Cuando hastiados ya, fueron tras otra novedad. Uno de ellos, algo lento en retirarse chocó con una mirada de halcón incrustada en su ojo y acerada garra en su cuello. La toma repentina sorprendió incluso al vengador de sí mismo.

Deleitado en desconocida fuerza y voluptuosidad, triturando lento el gaznate del ya rendido ofensor, el humillado capturó la horrorizada mirada de los otros y, adueñado del poder, extrajo despacio de entre sus ropas un cuchillo de cocina y violó decidido la linda ropa y poseyó la palpitante carne.
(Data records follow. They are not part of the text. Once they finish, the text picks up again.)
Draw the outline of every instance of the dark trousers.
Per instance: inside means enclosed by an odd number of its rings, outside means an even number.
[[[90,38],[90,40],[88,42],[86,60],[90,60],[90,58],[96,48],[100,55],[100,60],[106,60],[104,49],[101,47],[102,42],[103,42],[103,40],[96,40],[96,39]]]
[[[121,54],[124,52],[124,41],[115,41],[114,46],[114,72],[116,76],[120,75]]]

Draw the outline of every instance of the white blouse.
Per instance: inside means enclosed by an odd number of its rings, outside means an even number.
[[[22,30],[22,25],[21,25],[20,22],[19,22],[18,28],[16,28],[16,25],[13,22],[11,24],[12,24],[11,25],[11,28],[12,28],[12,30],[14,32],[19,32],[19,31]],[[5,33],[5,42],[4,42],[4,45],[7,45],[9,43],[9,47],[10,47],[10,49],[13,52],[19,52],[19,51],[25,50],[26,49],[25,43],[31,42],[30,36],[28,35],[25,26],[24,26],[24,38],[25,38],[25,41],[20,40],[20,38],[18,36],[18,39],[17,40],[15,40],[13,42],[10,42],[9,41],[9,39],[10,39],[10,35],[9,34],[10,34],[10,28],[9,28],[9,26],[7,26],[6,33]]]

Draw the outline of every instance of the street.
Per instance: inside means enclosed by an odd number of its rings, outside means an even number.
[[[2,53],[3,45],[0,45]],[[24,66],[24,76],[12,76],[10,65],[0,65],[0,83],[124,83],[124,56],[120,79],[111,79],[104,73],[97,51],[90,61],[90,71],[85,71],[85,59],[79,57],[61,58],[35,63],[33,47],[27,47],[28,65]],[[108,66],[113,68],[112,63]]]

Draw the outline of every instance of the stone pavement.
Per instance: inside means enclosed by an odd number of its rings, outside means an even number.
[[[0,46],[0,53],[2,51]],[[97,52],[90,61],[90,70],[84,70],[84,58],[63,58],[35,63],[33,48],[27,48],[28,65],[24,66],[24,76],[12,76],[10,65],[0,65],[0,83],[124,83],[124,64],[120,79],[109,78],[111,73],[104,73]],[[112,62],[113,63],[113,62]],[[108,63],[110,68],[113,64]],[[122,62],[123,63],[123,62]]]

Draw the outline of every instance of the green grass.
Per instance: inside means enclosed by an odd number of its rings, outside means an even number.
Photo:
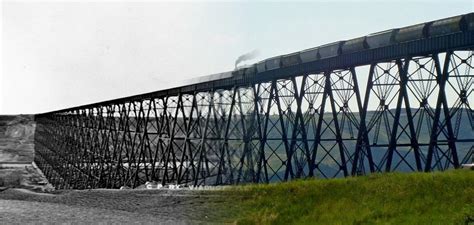
[[[236,224],[474,224],[474,171],[386,173],[225,190]]]

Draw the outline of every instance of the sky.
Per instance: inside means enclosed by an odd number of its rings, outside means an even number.
[[[253,61],[474,11],[445,1],[2,1],[0,114],[179,85]]]

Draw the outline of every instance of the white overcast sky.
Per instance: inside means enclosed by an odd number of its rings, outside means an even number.
[[[474,0],[2,2],[0,114],[41,113],[474,11]]]

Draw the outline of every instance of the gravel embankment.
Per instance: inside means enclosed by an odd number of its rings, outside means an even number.
[[[23,222],[225,224],[218,191],[74,190],[55,194],[26,189],[0,192],[0,219]]]

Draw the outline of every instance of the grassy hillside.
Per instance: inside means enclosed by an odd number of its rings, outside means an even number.
[[[474,224],[474,171],[388,173],[224,191],[237,224]]]

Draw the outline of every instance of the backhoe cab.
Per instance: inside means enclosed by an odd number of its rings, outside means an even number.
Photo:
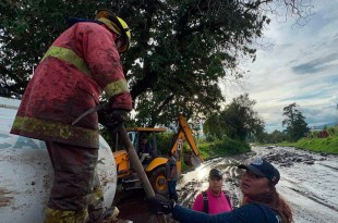
[[[157,133],[166,132],[166,128],[149,128],[149,127],[134,127],[126,128],[129,132],[129,137],[140,154],[142,164],[144,166],[145,173],[147,174],[149,182],[156,194],[167,196],[167,179],[166,179],[166,163],[168,161],[167,154],[162,156],[157,148],[156,135]],[[152,148],[148,154],[143,156],[142,153],[142,141],[147,138],[149,147]],[[198,166],[203,159],[200,154],[197,146],[194,141],[192,131],[185,121],[185,117],[179,117],[179,129],[173,139],[172,147],[169,149],[174,154],[177,159],[178,172],[181,174],[181,157],[184,140],[188,141],[192,150],[191,153],[184,154],[184,162],[188,165]],[[119,145],[117,139],[116,145]],[[117,151],[113,152],[113,157],[117,164],[118,173],[118,188],[123,190],[131,190],[135,188],[142,188],[142,184],[137,177],[136,172],[131,166],[129,161],[129,156],[123,148],[117,146]]]

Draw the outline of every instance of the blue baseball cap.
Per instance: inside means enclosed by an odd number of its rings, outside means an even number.
[[[245,169],[258,176],[264,176],[268,178],[274,185],[279,182],[280,174],[279,171],[265,159],[256,159],[250,164],[240,164],[239,169]]]

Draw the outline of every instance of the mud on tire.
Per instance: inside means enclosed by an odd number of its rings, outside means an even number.
[[[159,166],[149,173],[149,181],[155,194],[168,196],[168,185],[165,166]]]

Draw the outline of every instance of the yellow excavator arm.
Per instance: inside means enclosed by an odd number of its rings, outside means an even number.
[[[192,129],[190,128],[186,120],[183,115],[179,116],[179,131],[177,134],[177,140],[171,149],[172,153],[181,154],[181,152],[177,152],[177,150],[183,149],[183,140],[186,140],[191,150],[193,151],[193,156],[190,157],[191,164],[194,166],[198,166],[203,162],[203,158],[201,157],[200,150],[196,146],[196,143],[193,137]],[[181,157],[178,157],[177,160],[179,161]],[[181,166],[180,166],[181,168]],[[179,168],[179,170],[181,170]]]

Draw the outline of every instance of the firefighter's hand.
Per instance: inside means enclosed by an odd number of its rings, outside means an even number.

El corazón del vencido se partió casi con amor. Penetró el indiferente cuchillo -como una vez, en elegante galope rítmico “la caballería ligera” imparable y asesina- con dolor dulce, sentido hasta el escroto. Registró el abatido la situación. Atacante-atacado-cuchillo-corazón. Fueron uno. Se cantó a dúo canción inédita.

El filo silente, fundió dos almas en rito mortal. Luego de la danza frenética y última, los cuerpos de arlequín y polichinela quedaron unidos y desmadejados. El muerto abrazaba tiernamente al otro que lo dejaba hacer y oprimía la recobrada libreta de apretada escritura con la que reiniciaría su anhelada vida nueva.

Vendrían días de vino y rosas, amigos sinceros lo comprenderían, escucharían sus cuitas y sueños. Niñas dulces y amorosas serían suyas. Todo sería distinto y excitante.

Y, quizás hasta obtendría su computadora propia.